Everyone knows about open clusters, loosely organized , amorphous collections of several dozen to several thousand stars embedded in the galactic disk. These are the families of stars that condensed out of a cloud of gas and dust. There are thousands of these objects in our galaxy; the nurseries where stars are born, and where they are continuing to be born. Our sun formed in one of these clouds, and was once a member of an open cluster. These clusters are only loosely gravitationaly bound, relatively young, and temporary. They are usually dispersed by galactic gravitational tidal forces after just a few million years, scattering their members into the disk population.
The globular cluster is a totally different creature. These are huge objects, containing hundreds of thousands to millions of stars, tightly gravitationally bound into stable spherical systems. They are very old, probably formed when the galaxy itself first formed soon after the Big Bang, over thirteen billion years ago. They circle their parent galaxies in random, elliptical orbits. The Milky Way has several hundred of them. Some galaxies have thousands.

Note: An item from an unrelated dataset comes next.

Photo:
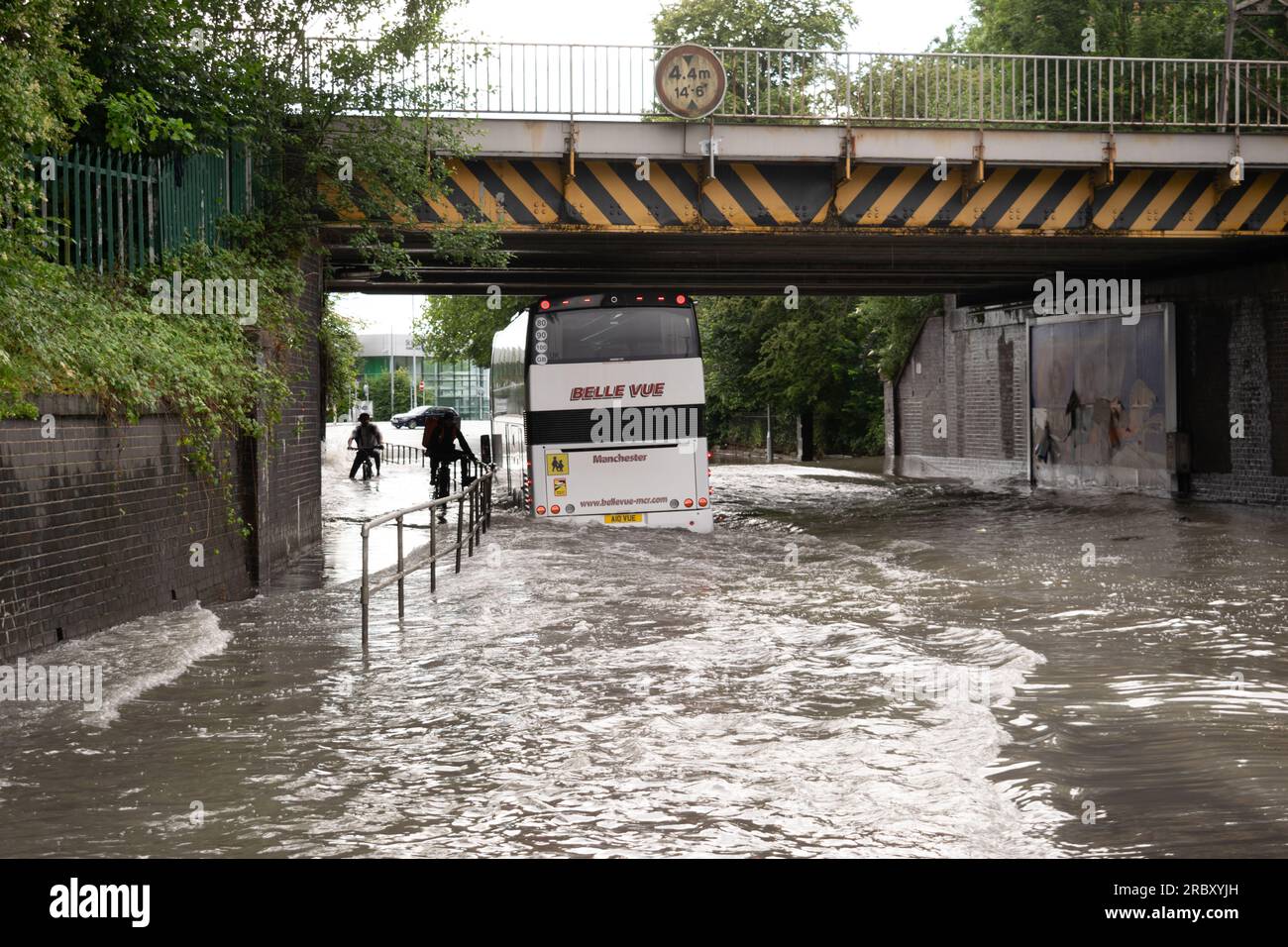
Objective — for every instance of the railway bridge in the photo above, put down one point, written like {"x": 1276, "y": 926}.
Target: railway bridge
{"x": 846, "y": 171}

One of these objects, NGC 2419, has been located in extragalactic space, well outside our own galaxy. It has have either been ejected from the Milky Way, or perhaps cast out of some other system and is wandering through the voids between the galaxies. Perhaps they are members of our own Milky Way and are just at the apogee of an extreme orbit around the Milky Way center. But I prefer to think of them as true extragalactic wanderers, perhaps even artifacts created by some advanced civilization long ago to escape from trouble in their own neighborhood; thousands of worlds circling thousands of stars hiding in plain sight in the emptiness.